Vanessa berjalan ke arah Andy, mengambil botol, dan menuangkan minuman untuk dirinya sendiri.
"Karena Isabella tidak di sini, saya akan minum atas namanya. Pak Williams, saya bersulang untuk Anda."
Vanessa menenggak minumannya dalam satu tegukan.
"Bagus! Sangat tegas!" Andy tertawa. "Nona Field, Anda jauh lebih pengertian daripada Nona Miller."
Mereka berdua terus minum, dengan cepat menenggak beberapa gelas lagi.
Vanessa, yang tidak terbiasa minum banyak, segera menjadi tidak stabil.
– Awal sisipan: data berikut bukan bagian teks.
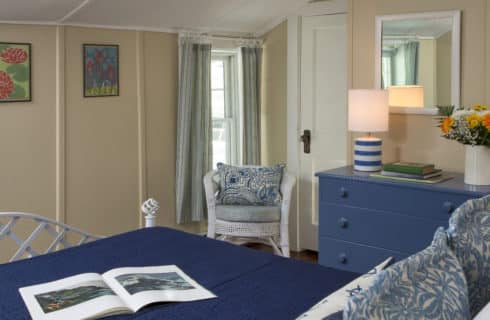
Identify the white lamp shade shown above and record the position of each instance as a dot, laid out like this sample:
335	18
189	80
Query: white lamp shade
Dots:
406	96
368	110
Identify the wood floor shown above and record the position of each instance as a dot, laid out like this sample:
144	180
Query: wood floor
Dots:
307	255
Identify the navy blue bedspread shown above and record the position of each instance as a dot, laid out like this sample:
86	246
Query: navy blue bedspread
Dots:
249	284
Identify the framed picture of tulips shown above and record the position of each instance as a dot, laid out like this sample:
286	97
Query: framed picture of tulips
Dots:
15	72
100	70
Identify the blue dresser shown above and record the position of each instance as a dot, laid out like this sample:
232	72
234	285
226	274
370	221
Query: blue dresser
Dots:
364	220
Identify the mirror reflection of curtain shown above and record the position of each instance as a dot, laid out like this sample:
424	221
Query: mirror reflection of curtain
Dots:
400	65
411	55
388	70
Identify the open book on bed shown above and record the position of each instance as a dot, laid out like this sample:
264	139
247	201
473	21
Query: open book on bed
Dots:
118	291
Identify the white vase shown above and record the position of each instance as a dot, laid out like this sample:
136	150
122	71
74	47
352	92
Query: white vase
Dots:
477	165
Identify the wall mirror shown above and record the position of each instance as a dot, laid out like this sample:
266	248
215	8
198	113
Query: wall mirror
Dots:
420	49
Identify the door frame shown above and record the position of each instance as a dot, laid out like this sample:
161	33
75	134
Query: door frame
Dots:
294	146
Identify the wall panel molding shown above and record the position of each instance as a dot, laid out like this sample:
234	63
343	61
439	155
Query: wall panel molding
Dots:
60	125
Dia mencoba berdiri tapi terhuyung.
Sebastian dengan cepat menangkapnya.
Vanessa bersandar pada Sebastian, jantungnya berdegup kencang dengan aroma familiar dari tubuhnya.
Tiba-tiba, sebuah kancing di bajunya terlepas.
Kerah baju Vanessa sedikit terbuka, memperlihatkan kulit halusnya.
Di bawah tulang selangkanya terlihat bekas merah samar.